United States District Court, N.D. California

October 22, 2014

ROBERT N. MOORE, Petitioner,


ELIZABETH D. LAPORTE, Chief District Judge.

Petitioner, a state pretrial detainee, has filed a pro se petition for a writ of habeas corpus pursuant to 28 U.S.C. § 2241. Petitioner's motions for leave to proceed in forma pauperis are GRANTED. For the reasons stated below, petitioner's petition is DISMISSED.


A. Standard of Review

A federal writ of habeas corpus extends to a prisoner who "is in custody in violation of the Constitution or laws or treaties of the United States." 28 U.S.C. § 2241(c)(3). In this instance, the petition is properly brought under 28 U.S.C. § 2241, which "provides generally for the granting of writs of habeas corpus by federal courts, implementing the general grant of habeas authority provided by the Constitution.'" See Frantz v. Hazey, 533 F.3d 724, 736 (9th Cir. 2008) (en banc) (quoting White v. Lambert, 370 F.3d 1002, 1006 (9th Cir. 2004)). The petition does not come within 28 U.S.C. § 2254, because petitioner, as a pretrial detainee, is not being held "pursuant to the judgment of a State court." See 28 U.S.C. § 2254; see also McNeely v. Blanas, 336 F.3d 822, 824 n.1 (9th Cir. 2003).

B. Legal Claims

Petitioner is currently a pretrial detainee being held at the San Francisco County Jail in San Bruno. He states that he was placed into disciplinary isolation in May 2014 for violating rules, and was due to be released from disciplinary isolation on July 10, 2014. He claims that because he is a pretrial detainee, he should not have been placed in disciplinary isolation. Moreover, he appears to argue that his right to due process was denied at the disciplinary hearing.

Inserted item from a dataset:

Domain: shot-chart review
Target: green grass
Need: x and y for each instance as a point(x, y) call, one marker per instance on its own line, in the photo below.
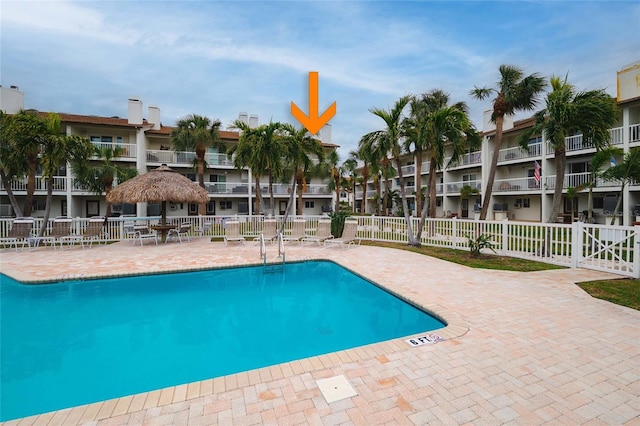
point(624, 291)
point(485, 261)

The petition has several deficiencies that require this court to dismiss the action. First, because petitioner was placed in disciplinary isolation for 55 days, to be released from isolation on July 10, 2014, the action appears to be moot. Article III, Section 2, of the Constitution requires the existence of a "case" or "controversy" through all stages of federal judicial proceedings. An incarcerated convict's challenge to the validity of his conviction satisfies the case-or-controversy requirement, because the incarceration constitutes a concrete injury, caused by the conviction and redressable by the invalidation of the conviction. Spencer v. Kemna, 523 U.S. 1, 7(1998). Once the convict's sentence has expired, however, some concrete and continuing injury other than the now-ended incarceration or parole - some "collateral consequence" of the conviction - must exist if the suit is to be maintained and not considered moot. Id. Thus, a prisoner seeking to challenge prison disciplinary proceedings in habeas must demonstrate that continuing collateral consequences exist if the punishment imposed as a result of the disciplinary action has expired. See Wilson v. Terhune, 319 F.3d 477, 481 (9th Cir. 2003). It does not appear that petitioner has any continuing collateral consequences.

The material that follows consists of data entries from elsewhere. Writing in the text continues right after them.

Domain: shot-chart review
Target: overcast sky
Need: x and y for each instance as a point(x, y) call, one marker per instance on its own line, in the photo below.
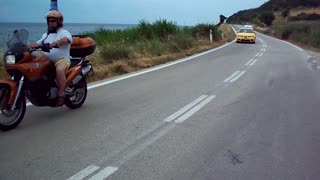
point(182, 12)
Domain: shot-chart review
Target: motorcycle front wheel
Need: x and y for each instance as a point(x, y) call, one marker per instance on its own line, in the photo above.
point(79, 95)
point(10, 119)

Second, to the extent petitioner is challenging the result of his disciplinary hearing based on a claim of insufficient evidence and a violation of his right to call witnesses (Pet., Ex. C), principles of comity and federalism require that a federal reviewing court abstain and not entertain a pre-trial habeas challenge unless the petitioner shows that: (1) he has exhausted available state judicial remedies, and (2) "special circumstances" warrant federal intervention. Carden v. Montana, 626 F.2d 82, 83-84 (9th Cir. 1980); see also Younger v. Harris, 401 U.S. 37, 43-54 (1971). Here, petitioner claims that he has filed a grievance with the jail, but he has not filed any state habeas proceedings. Moreover, petitioner has not alleged any "special circumstances" to warrant intervention at this time.

Finally, it appears that petitioner's claim is better suited as a federal civil rights claim because petitioner appears to be challenging the conditions of his confinement. The only explicit claim that petitioner brings is an assertion that, as a pretrial detainee, he should not be placed in disciplinary isolation. To support that statement, petitioner cites to Bell v. Wolfish, 441 U.S. 520, 535 (1979). Bell stands for the proposition that, under the Due Process Clause, a pretrial detainee may not be punished prior to an adjudication of guilt on criminal charges in accordance with due process of law. Id. However, such a challenge is to petitioner's condition of confinement, and not to the fact or legality of his detention. Thus, petitioner's claim is dismissed without prejudice. Petitioner may raise the claim by initiating a new federal civil right action.


1. The petition is DISMISSED for the reasons set out above.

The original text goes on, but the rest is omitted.